Hi There,
I’m working on training an Invertible Neural Network (see https://arxiv.org/abs/1808.04730 / https://github.com/VLL-HD/FrEIA), which basically is a neural network that you can run both in the forward and in the reverse direction. For each training batch, I run the network in the forward direction, then calculate multiple losses and then run the network in reverse, and calculate multiple losses.
I’m posting to get help with when to call .backward() on my losses.

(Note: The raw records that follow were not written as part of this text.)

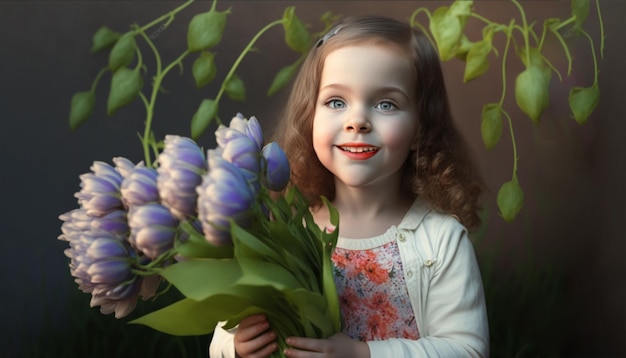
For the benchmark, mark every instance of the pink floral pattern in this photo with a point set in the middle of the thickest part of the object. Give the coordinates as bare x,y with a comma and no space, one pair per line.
374,300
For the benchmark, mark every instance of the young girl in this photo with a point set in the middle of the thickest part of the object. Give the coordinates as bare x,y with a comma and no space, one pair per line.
368,125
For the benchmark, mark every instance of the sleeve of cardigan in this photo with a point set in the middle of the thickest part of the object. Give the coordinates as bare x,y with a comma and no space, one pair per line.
222,345
455,312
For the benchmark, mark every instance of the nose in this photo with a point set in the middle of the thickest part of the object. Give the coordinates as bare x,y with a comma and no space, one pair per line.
358,123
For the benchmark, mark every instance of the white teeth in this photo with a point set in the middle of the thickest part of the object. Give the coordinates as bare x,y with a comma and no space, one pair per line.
358,149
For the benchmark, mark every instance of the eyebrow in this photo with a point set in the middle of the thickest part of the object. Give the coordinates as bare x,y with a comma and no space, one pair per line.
386,89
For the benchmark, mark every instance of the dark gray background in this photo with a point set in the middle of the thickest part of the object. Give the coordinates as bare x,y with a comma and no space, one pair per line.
574,176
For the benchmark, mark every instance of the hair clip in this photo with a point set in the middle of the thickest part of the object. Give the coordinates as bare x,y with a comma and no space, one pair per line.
328,35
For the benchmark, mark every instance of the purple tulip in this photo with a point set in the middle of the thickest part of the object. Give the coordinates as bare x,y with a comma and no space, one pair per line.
224,195
124,166
241,143
181,166
152,229
100,190
102,265
275,167
77,221
139,187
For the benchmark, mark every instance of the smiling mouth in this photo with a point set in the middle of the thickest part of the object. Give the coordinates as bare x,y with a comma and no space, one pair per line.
360,149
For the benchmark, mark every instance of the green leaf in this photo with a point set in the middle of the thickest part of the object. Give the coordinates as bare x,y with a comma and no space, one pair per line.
463,48
81,108
125,87
205,30
447,31
510,199
103,38
249,246
204,69
476,61
461,8
203,117
196,245
532,91
580,10
235,88
200,278
297,36
183,318
582,102
283,77
123,53
264,273
491,125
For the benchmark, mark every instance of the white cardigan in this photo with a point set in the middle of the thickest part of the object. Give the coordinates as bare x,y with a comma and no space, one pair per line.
445,287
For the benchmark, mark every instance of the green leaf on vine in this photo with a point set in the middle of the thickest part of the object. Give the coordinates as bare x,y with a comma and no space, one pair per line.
463,48
476,60
510,199
447,25
123,53
580,11
491,125
283,77
205,30
81,108
103,38
203,117
532,91
297,36
582,102
204,69
125,87
235,88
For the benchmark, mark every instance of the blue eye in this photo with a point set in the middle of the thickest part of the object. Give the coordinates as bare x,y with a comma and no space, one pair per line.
386,106
336,104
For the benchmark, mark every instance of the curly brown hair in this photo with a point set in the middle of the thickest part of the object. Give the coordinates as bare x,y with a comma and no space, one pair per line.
441,170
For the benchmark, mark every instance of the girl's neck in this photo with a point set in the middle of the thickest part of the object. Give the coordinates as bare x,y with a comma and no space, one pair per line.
367,212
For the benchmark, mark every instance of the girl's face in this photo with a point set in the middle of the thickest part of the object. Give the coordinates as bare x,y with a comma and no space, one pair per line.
365,117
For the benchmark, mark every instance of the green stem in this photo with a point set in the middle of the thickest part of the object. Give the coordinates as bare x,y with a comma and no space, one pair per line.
595,58
481,18
165,16
158,78
601,28
565,48
509,34
565,23
524,31
95,82
243,53
515,158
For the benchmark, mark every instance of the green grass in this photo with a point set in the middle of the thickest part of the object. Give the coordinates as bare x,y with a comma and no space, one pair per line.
86,332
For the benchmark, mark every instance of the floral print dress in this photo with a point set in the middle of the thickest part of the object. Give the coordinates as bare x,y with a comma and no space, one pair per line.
374,300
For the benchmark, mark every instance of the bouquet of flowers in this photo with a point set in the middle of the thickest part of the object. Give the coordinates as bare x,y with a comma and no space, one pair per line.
214,227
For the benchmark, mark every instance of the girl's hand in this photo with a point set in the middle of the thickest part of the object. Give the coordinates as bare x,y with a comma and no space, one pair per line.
337,346
253,339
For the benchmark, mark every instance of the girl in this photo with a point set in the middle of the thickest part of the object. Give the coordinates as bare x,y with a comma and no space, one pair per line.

I want to only run one parameter update per batch, so not after the forward, and reverse step. Simplified down, my current program runs like:
def training_step(x, y):
y_hat = f(x)
forward_loss1 = floss1(y_hat, y)
forward_loss2 = floss2(y_hat, y)
l_forward = forward_loss1 + forward_loss2
l_forward.backward()
...
x_hat = f(y, reverse=True)
reverse_loss1 = rloss1(x_hat, x)
reverse_loss2 = rloss2(x_hat, x)
l_rev = reverse_loss1 + reverse_loss2
l_rev.backward()
optimizer.step()
Questions:
- Is this a correct way to train? would it instead be better to run
l_total = reverse_loss1 + reverse_loss2 + forward_loss1 + forward_loss2
and thenl_total.backward()
? - Does running the network the second time clear the gradient saved from the l_forward.backward()?
Thanks so much!